Search code examples
regexgoogle-chromecmdvbscript

Download HTML page source using VBS - Chrome - CMD and regex


I am trying to download HTML source code using VBS & Chrome, save it to local disk and extract the text between two words (startString - endString) using regex. This is what I have:

'run cmd command
Set oShell = WScript.CreateObject("WScript.Shell")
oShell.Run "cmd c: & cd Program Files\Google\Chrome\Application>chrome.exe --headless --dump-dom --enable-logging --disable-gpu https://google.com >C:\temp\source.txt"
'read txt
Dim objFile, fso
Set fso = CreateObject("Scripting.FileSystemObject")
Set objFile = fso.OpenTextFile("C:\temp\source.txt", ForReading)
'RegEx 
Dim objRegExp
Set objRegExp = New RegExp 'Set our pattern
objRegExp.Pattern = "(^.*;startString=)(.*)(;endString.*)"
objRegExp.IgnoreCase = True
objRegExp.Global = True 
Do Until objFile.AtEndOfStream 
 strSearchString = objFile.ReadLine
 Dim objMatches
 Set objMatches = objRegExp.Execute(strSearchString)
 If objMatches.Count > 0 Then
  out = out & objMatches(0) &vbCrLf
  WScript.Echo "found"
 End If
Loop
WScript.Echo out
objFile.Close

Issue 1: I have problems with CMD and VBS, if I open the console,navigate to C: and Chrome.exe the command is working fine.

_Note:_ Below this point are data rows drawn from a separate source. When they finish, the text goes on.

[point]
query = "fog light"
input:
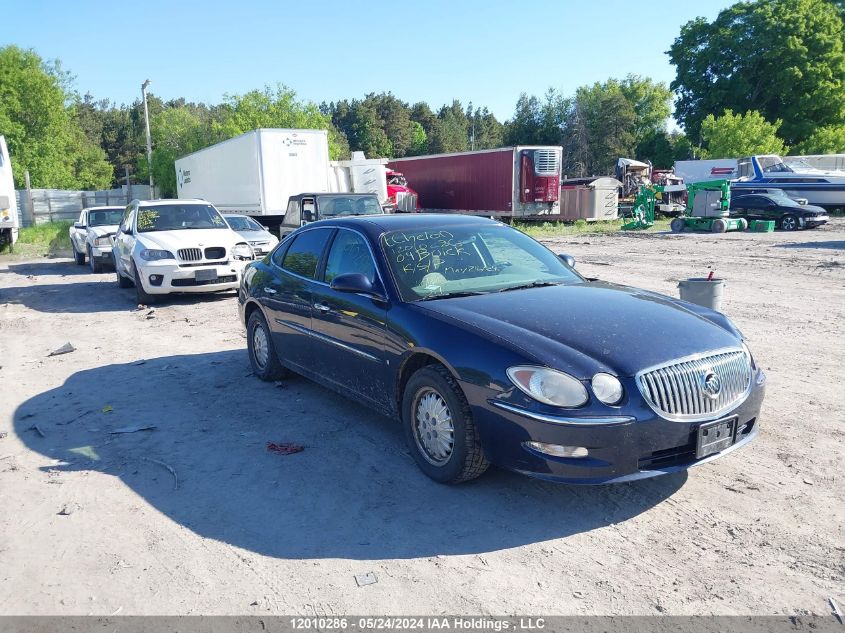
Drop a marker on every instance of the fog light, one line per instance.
(556, 450)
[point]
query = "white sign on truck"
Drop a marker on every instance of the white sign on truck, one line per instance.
(255, 173)
(699, 170)
(8, 205)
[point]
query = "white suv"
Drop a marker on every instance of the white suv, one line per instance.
(91, 236)
(166, 246)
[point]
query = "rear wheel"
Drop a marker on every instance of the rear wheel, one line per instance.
(262, 353)
(439, 429)
(789, 222)
(96, 267)
(141, 295)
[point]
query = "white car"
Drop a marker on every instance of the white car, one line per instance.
(261, 240)
(168, 246)
(91, 236)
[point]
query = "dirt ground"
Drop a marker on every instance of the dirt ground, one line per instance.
(196, 517)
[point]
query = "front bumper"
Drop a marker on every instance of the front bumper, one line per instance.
(161, 278)
(635, 444)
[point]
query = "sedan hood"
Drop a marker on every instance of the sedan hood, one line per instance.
(590, 327)
(189, 238)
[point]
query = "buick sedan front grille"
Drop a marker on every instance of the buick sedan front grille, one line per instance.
(699, 387)
(189, 254)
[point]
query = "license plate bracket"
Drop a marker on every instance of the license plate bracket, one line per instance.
(207, 274)
(716, 436)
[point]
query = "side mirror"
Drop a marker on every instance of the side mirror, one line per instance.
(355, 282)
(567, 259)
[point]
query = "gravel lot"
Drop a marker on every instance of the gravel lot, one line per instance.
(94, 522)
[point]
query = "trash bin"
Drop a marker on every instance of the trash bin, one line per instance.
(703, 292)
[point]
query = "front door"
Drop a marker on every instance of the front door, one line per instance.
(288, 300)
(349, 328)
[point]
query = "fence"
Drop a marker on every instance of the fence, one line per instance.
(37, 206)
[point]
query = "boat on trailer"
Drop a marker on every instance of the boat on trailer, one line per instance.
(822, 188)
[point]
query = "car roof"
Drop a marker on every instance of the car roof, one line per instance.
(375, 225)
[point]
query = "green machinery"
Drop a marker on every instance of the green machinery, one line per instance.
(706, 209)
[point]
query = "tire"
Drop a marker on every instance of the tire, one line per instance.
(122, 282)
(96, 267)
(262, 353)
(789, 222)
(433, 391)
(141, 295)
(719, 226)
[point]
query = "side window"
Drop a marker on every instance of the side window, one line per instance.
(349, 254)
(303, 255)
(292, 214)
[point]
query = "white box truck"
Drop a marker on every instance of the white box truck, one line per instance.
(256, 173)
(8, 206)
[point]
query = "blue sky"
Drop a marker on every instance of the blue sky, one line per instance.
(434, 51)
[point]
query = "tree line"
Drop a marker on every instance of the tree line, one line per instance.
(766, 76)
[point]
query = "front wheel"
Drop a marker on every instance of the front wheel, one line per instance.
(262, 353)
(789, 222)
(439, 429)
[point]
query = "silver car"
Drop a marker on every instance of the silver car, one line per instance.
(261, 240)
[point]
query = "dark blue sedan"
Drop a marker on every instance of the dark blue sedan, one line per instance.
(491, 349)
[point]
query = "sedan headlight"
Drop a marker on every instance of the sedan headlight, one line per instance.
(242, 251)
(152, 254)
(549, 386)
(607, 388)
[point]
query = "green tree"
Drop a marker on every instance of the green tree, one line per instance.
(782, 58)
(825, 140)
(733, 135)
(37, 119)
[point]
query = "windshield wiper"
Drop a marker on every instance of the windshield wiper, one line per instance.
(533, 284)
(451, 295)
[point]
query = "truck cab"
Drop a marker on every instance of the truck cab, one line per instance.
(304, 208)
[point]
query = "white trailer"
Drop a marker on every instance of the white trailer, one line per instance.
(698, 170)
(257, 172)
(9, 223)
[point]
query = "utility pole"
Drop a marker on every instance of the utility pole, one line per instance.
(149, 139)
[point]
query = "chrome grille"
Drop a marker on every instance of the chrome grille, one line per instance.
(678, 390)
(546, 162)
(189, 254)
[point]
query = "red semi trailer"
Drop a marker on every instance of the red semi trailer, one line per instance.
(518, 182)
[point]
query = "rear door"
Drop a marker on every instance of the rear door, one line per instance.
(288, 296)
(349, 328)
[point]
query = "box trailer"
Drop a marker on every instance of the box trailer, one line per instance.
(518, 182)
(9, 222)
(257, 172)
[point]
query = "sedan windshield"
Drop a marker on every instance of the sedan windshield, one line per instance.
(105, 218)
(466, 260)
(175, 217)
(333, 206)
(243, 223)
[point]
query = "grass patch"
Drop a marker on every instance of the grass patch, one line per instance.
(581, 227)
(49, 238)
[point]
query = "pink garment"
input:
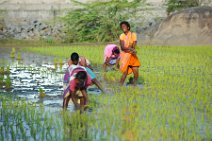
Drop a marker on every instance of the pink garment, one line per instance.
(108, 51)
(73, 80)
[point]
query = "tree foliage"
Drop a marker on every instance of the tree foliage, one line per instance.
(99, 21)
(175, 5)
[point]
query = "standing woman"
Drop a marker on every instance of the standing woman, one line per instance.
(129, 62)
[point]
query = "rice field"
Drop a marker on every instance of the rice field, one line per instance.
(174, 102)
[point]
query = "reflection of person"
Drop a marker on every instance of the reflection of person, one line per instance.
(82, 61)
(111, 56)
(129, 61)
(78, 83)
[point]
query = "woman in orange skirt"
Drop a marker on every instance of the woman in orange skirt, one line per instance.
(129, 62)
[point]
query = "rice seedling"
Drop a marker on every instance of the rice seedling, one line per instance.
(8, 84)
(12, 54)
(2, 70)
(19, 57)
(42, 93)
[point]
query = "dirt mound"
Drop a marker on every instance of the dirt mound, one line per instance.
(191, 26)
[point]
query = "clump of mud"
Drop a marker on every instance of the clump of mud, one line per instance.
(191, 26)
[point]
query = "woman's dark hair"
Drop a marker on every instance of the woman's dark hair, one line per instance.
(116, 50)
(74, 57)
(125, 23)
(81, 76)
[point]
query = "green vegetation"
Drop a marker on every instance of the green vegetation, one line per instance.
(12, 54)
(97, 21)
(175, 5)
(42, 93)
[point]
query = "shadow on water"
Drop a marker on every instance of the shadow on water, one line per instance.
(34, 73)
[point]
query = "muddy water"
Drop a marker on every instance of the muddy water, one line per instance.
(36, 72)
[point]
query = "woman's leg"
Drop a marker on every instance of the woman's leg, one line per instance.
(65, 102)
(136, 74)
(98, 84)
(123, 77)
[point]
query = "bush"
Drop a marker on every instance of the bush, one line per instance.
(99, 21)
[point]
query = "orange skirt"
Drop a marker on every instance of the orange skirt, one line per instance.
(127, 61)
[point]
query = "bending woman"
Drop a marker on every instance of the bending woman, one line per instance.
(129, 62)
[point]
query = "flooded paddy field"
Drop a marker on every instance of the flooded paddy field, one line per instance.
(174, 101)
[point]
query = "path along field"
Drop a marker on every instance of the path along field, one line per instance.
(174, 104)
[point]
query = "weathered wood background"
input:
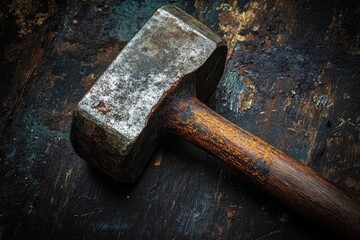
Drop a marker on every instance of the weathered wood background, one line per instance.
(292, 78)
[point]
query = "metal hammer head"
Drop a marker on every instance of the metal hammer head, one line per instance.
(115, 126)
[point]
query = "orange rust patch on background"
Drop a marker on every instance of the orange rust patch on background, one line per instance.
(312, 113)
(233, 21)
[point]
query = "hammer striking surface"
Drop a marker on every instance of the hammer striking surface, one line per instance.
(152, 88)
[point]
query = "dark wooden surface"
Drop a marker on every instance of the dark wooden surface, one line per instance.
(291, 78)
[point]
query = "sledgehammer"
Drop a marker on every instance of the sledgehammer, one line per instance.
(153, 87)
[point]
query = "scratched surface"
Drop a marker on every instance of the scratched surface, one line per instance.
(291, 78)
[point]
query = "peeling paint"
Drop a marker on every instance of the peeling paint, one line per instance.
(238, 91)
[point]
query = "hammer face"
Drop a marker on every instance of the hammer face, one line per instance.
(113, 127)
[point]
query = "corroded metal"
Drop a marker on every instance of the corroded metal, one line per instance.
(113, 117)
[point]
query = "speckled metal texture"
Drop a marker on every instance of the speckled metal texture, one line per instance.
(111, 127)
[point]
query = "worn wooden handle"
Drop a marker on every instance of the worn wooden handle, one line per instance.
(296, 185)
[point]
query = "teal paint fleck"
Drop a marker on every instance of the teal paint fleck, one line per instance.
(232, 86)
(322, 100)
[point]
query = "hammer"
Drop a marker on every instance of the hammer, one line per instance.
(153, 87)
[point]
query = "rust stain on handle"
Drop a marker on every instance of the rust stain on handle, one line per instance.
(300, 187)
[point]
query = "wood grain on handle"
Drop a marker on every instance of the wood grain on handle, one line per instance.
(296, 185)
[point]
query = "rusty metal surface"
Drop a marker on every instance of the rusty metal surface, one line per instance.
(291, 78)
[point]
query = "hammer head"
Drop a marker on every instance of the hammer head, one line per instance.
(116, 125)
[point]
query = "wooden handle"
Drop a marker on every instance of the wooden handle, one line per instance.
(296, 185)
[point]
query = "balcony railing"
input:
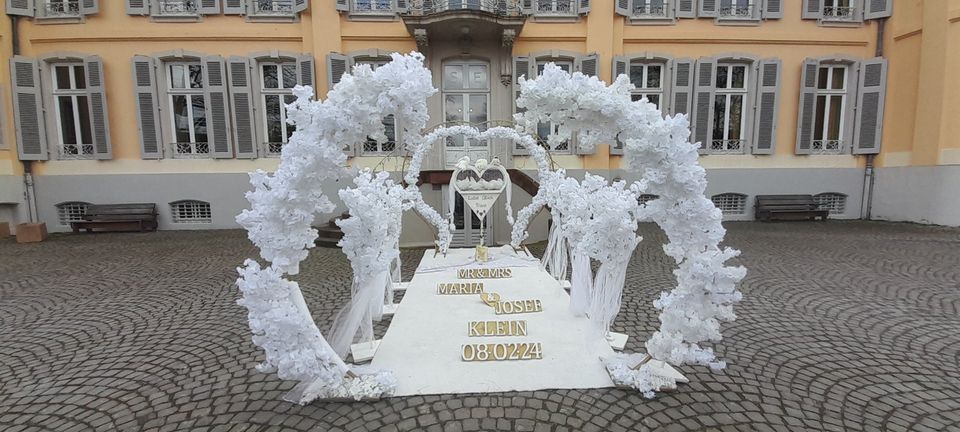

Issue2: out Echo always empty


Solution

  • The code can be simplified by using InStr, instead of RegExp. Additionally, as indicated in the comments, the Run command in the original code is missing /c, unnecessarily changes directory, and is missing bWaitOnReturn. Also note that WScript.Echo will fail to show anything if the string to be displayed exceeds 64K. MsgBox will always show the first 1023 characters of the string. Here's the code rewritten to use InStr:

    Set oWSH = WScript.CreateObject("WScript.Shell")
    oWSH.Run "Cmd.exe /c ""C:\Program Files\Google\Chrome\Application\chrome.exe"" --headless --dump-dom --enable-logging --disable-gpu https://google.com >C:\temp\source.txt",,True
    Set oFSO = CreateObject("Scripting.FileSystemObject")
    Contents = oFSO.OpenTextFile("C:\temp\source.txt").ReadAll
    StartString = "https://store.google.com"
    EndString = "https://mail.google.com"
    StartPos = InStr(Contents,StartString)
    FoundText = ""
    If StartPos>0 Then
      EndPos = InStr(StartPos,Contents,EndString)
      If EndPos > StartPos Then FoundText = Mid(Contents,StartPos,EndPos-StartPos+Len(EndString))
    End If
    WScript.Echo FoundText